Ein konkretes Beispiel dafür ist ein Unternehmen aus der Metallverarbeitung, das seinen bestehenden Produktionsstandort in Indien ausbaut, anstatt das Stammwerk in Österreich zu erweitern. Diese Entscheidung wurde vor allem aufgrund des Fachkräftemangels in Österreich getroffen. Während in Österreich hochqualifizierte Arbeitskräfte in diesem Bereich rar sind, bietet Indien eine deutlich bessere Verfügbarkeit an qualifizierten (oder zumindest ausbildungswilligen) Fachkräften. Hinzu kommen die im Vergleich zu Österreich erheblich niedrigeren Produktionskosten. Die Produktion soll jedoch nicht nur für den indischen Markt erfolgen, sondern auch für andere Märkte im Mittleren Osten und Asien, die bisher von Österreich aus bedient wurden.
Indien bietet einige Faktoren, die das Land – im Vergleich zu Österreich – als Investitionsstandort besonders attraktiv machen:
- Investitionsfreundliches Klima: Die indische Regierung fördert ausländische Direktinvestitionen und schafft kontinuierlich bessere Bedingungen für internationale Unternehmen.
- Verfügbarkeit von Fachkräften: Indien verfügt über eine große Anzahl gut ausgebildeter Arbeitskräfte.
- Verbesserte Infrastruktur: Die Infrastruktur wird stetig ausgebaut, was die Logistik und den Transport von Waren erheblich erleichtert.
- Hoher Grad an Innovation: Indien investiert zunehmend in Forschung und Entwicklung und zeichnet sich durch einen hohen Innovationsgrad aus.
- Geringe Lohnstückkosten: Trotz steigender Gehälter in einigen Sektoren bleiben die Lohnstückkosten in Indien im internationalen Vergleich niedrig, was für Produktionsunternehmen von großem Vorteil ist.
IT-Outsourcing statt Fachkräfteoffensive
Auch in der IT-Branche zeigen sich erstmals ähnliche Entwicklungen.
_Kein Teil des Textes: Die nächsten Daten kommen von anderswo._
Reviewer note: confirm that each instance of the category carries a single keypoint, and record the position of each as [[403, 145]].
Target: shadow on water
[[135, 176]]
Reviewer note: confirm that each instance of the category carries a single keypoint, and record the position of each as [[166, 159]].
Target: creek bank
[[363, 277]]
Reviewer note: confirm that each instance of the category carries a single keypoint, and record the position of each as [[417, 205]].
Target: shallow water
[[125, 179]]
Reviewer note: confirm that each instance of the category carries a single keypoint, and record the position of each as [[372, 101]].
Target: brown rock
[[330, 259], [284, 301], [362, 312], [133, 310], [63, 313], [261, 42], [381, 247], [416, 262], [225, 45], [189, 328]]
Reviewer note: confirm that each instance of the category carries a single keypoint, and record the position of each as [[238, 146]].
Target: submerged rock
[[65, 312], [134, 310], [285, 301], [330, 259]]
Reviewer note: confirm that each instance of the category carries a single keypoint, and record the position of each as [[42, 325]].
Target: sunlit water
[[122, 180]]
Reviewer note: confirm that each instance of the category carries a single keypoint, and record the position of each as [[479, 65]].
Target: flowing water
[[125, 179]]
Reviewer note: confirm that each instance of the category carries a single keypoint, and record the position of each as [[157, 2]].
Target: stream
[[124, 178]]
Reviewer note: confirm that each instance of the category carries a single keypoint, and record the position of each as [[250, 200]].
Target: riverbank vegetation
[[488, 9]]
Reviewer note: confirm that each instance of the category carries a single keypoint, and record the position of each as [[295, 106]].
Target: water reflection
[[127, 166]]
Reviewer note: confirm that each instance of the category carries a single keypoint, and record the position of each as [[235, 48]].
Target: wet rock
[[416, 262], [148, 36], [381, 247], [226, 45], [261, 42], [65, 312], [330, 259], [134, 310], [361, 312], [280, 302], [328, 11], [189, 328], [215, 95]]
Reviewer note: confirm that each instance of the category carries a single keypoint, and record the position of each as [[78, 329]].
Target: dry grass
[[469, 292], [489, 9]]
Zwei österreichische Unternehmen aus meinem Umfeld haben kürzlich angekündigt, in Indien Kapazitäten in Form eines Software Development Zentrums aufzubauen. Dies ist bemerkenswert, da Österreich Indien bisher nicht als Outsourcing-Destination genutzt hat. Die Entscheidung, nach Indien zu expandieren, wird hauptsächlich durch die hohen Lohn- und Lohnnebenkosten in Österreich vorangetrieben, die für viele Unternehmen zu einer massiven Belastung geworden sind.
Diese strategische Entscheidung der Unternehmen steht im krassen Gegensatz zu allen Initiativen der öffentlichen Hand, Wirtschaftskammer und Standortagenturen, IT-Fachkräfte nach Österreich zu holen. Dass Österreich bei Hochqualifizierten aus Indien nicht als Karrieredestination ernstgenommen wird, liegt unter anderem daran, dass zu wenig netto vom brutto bleibt. Das bringt uns zurück zum Ausgangspunkt des Artikels und der Ausrichtung unserer Wirtschaftspolitik.
Bessere Rahmenbedingungen wählen!
Die Tatsache, dass immer mehr österreichische KMUs im Ausland, und nun auch nach Indien, investieren, ist ein Weckruf für die österreichische Politik. Es müssen dringend Rahmenbedingungen geschaffen werden, die es Unternehmen ermöglichen, im eigenen Land zu bleiben, zu investieren und dann Hochqualifizierte ins Land zu holen, die in unsere Sozialsysteme einzahlen. Nur so kann verhindert werden, dass der Produktionsstandort Österreich weiter an Attraktivität verliert. Am 29. September haben wir die Wahl!